The consent forms used by SATURN researchers also clearly identified the research project as separate and distinct from the consent process to participate in the drug-testing program, Chiodo says. And researchers have evidence that the students and the parents of students (who received the consent forms) understood the difference.

"Because the schools’ intervention [random drug testing of athletes] is very distinct from the study intervention [completion of questionnaires] the chance for confusing the two was already reduced," he explains. "However, high schools students may not always perceive this distinction. The distinction was emphasized and the chance for confusing the two diminished by the informed consent process and documents and by involving the parents in the consent process. The SATURN informed consent documents addressed both parents and the students and made it clear that the schools’ policies and procedures were separate from the study’s interventions and goals. In addition, live meetings with parents, informational letters, and [frequently asked questions] sheets were used throughout the project to help reduce any confusion about school vs. study objectives and procedures. All of these emphasized that students did not have to participate in the study; and if they declined to do so, they would not lose any rights, privileges, or benefits to which they were otherwise entitled. Students received multiple messages to this effect."

Data support researchers

Data obtained during the study indicate that the students clearly grasped the difference. During the period of the SATURN study, student athletic participation increased in those schools that were participating in the study and, 30% of the athletes in the drug-testing experimental schools chose to participate in sports but declined to participate in the study.

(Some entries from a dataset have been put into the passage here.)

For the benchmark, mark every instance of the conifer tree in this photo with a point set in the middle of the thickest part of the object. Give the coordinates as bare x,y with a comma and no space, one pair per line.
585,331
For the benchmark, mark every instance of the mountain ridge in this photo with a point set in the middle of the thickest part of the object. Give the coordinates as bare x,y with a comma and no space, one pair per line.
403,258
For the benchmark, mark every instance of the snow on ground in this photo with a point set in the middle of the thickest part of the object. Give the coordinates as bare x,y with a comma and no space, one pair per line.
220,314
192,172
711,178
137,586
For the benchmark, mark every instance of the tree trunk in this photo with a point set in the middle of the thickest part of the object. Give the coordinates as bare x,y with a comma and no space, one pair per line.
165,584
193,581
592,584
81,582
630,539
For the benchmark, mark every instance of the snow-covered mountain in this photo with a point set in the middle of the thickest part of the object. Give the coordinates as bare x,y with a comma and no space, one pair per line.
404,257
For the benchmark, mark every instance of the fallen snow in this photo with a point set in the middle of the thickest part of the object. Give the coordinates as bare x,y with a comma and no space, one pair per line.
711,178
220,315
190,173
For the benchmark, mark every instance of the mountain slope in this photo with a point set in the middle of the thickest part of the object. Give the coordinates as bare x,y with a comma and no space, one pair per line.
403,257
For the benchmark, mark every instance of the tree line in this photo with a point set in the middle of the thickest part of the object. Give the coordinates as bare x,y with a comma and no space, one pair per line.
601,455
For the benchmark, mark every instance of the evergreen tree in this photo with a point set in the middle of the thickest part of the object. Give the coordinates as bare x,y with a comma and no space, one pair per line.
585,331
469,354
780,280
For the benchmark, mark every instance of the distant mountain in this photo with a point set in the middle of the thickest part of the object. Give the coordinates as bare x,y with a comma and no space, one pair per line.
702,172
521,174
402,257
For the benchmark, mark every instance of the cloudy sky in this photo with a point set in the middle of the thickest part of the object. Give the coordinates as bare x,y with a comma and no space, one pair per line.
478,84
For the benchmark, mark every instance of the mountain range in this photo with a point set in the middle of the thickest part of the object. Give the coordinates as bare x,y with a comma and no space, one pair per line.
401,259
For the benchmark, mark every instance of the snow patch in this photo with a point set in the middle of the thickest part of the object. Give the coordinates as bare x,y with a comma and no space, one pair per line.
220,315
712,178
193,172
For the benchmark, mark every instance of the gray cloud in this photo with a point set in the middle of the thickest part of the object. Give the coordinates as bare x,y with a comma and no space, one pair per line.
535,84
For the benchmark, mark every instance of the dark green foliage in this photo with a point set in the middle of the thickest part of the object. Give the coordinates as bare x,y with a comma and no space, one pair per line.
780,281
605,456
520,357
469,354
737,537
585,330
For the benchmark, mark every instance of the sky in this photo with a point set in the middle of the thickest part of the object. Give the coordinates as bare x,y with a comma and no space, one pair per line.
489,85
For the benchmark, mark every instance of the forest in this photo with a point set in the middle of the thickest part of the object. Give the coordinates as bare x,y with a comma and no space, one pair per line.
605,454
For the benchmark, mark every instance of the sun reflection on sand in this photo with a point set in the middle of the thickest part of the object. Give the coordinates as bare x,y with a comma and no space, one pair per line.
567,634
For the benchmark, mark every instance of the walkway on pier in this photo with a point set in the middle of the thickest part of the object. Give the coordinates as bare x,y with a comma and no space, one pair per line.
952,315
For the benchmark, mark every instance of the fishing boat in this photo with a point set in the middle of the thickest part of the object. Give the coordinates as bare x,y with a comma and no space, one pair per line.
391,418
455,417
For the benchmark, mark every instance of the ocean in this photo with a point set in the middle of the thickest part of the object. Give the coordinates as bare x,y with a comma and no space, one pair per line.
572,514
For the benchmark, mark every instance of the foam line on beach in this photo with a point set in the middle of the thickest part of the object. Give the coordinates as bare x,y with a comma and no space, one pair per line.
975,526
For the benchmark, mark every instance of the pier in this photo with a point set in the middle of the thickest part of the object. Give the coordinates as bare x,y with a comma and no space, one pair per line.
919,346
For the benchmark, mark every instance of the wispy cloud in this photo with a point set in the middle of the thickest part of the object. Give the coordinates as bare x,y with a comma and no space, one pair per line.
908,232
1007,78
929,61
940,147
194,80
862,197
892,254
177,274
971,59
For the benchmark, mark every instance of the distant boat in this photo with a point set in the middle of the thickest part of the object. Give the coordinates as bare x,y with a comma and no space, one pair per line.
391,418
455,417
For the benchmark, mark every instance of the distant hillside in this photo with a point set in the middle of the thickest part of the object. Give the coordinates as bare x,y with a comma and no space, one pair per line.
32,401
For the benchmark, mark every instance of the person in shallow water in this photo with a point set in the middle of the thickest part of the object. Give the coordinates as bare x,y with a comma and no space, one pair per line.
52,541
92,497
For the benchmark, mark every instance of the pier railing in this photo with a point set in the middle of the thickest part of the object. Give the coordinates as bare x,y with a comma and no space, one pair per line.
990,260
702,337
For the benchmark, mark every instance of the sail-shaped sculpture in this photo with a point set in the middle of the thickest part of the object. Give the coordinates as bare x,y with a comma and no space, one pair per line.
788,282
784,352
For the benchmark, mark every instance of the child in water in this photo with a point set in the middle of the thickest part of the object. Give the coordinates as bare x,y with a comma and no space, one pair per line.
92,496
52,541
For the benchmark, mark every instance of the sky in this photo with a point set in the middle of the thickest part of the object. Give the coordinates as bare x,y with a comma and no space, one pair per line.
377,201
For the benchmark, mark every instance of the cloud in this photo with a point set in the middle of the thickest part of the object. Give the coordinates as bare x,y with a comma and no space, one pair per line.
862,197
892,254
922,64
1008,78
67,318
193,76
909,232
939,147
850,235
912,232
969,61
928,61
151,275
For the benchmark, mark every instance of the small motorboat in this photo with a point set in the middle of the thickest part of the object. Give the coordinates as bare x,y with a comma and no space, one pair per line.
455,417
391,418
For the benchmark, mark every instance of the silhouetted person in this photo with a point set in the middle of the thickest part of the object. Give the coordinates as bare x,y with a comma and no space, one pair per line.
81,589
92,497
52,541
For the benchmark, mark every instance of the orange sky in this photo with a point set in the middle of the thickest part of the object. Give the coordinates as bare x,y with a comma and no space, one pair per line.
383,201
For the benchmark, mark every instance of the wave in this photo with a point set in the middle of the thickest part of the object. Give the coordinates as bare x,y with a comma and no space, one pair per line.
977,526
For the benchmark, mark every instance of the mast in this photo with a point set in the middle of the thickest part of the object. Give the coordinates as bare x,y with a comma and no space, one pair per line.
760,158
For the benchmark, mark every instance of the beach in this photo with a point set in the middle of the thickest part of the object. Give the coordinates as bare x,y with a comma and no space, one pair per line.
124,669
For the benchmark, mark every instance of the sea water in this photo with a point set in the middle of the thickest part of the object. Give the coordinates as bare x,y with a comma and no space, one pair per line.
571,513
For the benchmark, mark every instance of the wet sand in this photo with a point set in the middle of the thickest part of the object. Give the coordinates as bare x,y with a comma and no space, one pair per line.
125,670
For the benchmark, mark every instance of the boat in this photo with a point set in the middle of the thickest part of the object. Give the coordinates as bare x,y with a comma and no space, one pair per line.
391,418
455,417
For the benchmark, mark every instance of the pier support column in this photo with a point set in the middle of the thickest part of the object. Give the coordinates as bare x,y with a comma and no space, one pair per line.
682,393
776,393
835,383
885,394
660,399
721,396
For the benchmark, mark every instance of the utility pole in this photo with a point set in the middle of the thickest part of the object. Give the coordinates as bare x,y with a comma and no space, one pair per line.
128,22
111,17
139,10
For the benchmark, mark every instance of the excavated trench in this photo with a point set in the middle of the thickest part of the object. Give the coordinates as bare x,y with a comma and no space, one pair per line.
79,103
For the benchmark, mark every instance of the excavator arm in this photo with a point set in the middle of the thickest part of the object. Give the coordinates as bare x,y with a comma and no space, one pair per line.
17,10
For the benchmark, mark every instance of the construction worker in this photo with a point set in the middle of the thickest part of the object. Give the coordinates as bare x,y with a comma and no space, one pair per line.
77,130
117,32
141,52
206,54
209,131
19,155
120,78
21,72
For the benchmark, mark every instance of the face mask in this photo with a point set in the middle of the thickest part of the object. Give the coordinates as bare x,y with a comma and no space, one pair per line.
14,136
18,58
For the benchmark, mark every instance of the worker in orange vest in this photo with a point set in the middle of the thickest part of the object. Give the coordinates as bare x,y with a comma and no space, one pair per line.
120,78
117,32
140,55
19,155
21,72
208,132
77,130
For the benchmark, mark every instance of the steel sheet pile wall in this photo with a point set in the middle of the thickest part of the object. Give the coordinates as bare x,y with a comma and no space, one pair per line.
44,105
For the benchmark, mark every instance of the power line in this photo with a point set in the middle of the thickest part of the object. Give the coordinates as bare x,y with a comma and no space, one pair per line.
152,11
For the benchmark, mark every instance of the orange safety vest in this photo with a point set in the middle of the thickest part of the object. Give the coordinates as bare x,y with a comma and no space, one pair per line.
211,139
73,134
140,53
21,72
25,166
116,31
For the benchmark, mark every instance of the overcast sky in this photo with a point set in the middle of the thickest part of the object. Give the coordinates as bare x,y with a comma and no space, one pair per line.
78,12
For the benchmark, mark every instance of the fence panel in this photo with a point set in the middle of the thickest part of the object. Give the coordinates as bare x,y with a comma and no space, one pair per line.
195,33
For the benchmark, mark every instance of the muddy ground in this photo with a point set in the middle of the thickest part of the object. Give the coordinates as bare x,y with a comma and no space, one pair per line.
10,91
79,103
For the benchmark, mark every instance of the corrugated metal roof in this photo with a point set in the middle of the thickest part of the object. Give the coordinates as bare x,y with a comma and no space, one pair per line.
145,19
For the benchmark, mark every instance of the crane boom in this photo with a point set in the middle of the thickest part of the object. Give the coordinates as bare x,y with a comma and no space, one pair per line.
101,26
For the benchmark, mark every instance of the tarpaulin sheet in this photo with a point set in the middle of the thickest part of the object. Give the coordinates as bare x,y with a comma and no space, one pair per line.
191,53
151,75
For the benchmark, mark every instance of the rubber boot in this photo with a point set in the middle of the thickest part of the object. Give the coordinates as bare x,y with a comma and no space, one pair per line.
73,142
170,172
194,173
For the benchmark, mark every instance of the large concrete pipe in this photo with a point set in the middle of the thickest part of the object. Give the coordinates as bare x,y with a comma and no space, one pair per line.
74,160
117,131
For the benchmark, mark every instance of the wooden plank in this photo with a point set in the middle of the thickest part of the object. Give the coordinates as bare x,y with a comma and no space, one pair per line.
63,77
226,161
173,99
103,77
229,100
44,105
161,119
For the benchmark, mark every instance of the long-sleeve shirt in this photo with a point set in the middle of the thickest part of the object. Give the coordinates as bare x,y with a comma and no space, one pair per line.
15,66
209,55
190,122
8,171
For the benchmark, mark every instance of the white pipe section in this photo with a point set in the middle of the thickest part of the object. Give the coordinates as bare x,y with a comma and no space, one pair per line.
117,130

People in Oregon and beyond who objected to the drug-testing programs then confused the study protocol with the programs, which were the subject of the research itself.

"Oregon citizens and individuals from around the world confused the SATURN project with the drug testing intervention it was designed to study," Chiodo says. "The study did not require drug testing of any student. It appears that those who objected to the study objected to any policy of drug testing students. This is a civil liberties issue and far afield from the specific aims of the study. The study held out the prospect of proving with scientific accuracy the ultimate outcome of random drug testing of high school students. Drug testing may be beneficial, have no effect, or, in fact, be harmful. SATURN was designed to prove which of these outcomes result from this intervention. If it is harmful or neutral, society would be much better off devoting the resources spent on drug testing to other interventions, such as education, after-school programs, peer mentoring, and other methods."

Although OHRP did suspend the study, researchers have anonymized the data they did collect and intend to publish the results they have, he adds.

Studies that delve into sensitive social issues will always be targets for those impassioned about the issue, even if they misunderstand the study, he contends. Investigators, institutions, and IRBs must be prepared for this.

"Such studies are critically important and must go forward," Chiodo concludes. "President Bush recently announced in a State of the Union address that he was recommending $23 million be spent on drug testing in schools. If such testing is ineffective or counterproductive, the funds will have been wasted and an opportunity to provide a more meaningful intervention will have been lost. The current system of scientific review group scrutiny followed by strict IRB review, holding the study to the highest ethical standards, did, in fact, work for the SATURN study. The study design was sound, the ethical bar was set high, the investigator team was responsive and acted with integrity, and the subjects were clear on what enrollment in the study meant."

References

1. Shamoo AE, Moreno JD. Ethics of research involving mandatory drug testing of high school athletes in Oregon. Am J Bioethics 2004; 4:25-31.

2. Chiodo GT, Goldberg L, Moe EL. Orbiting SATURN: Countering politically charged misinformation with facts. Am J Bioethics 2004; 4:4348.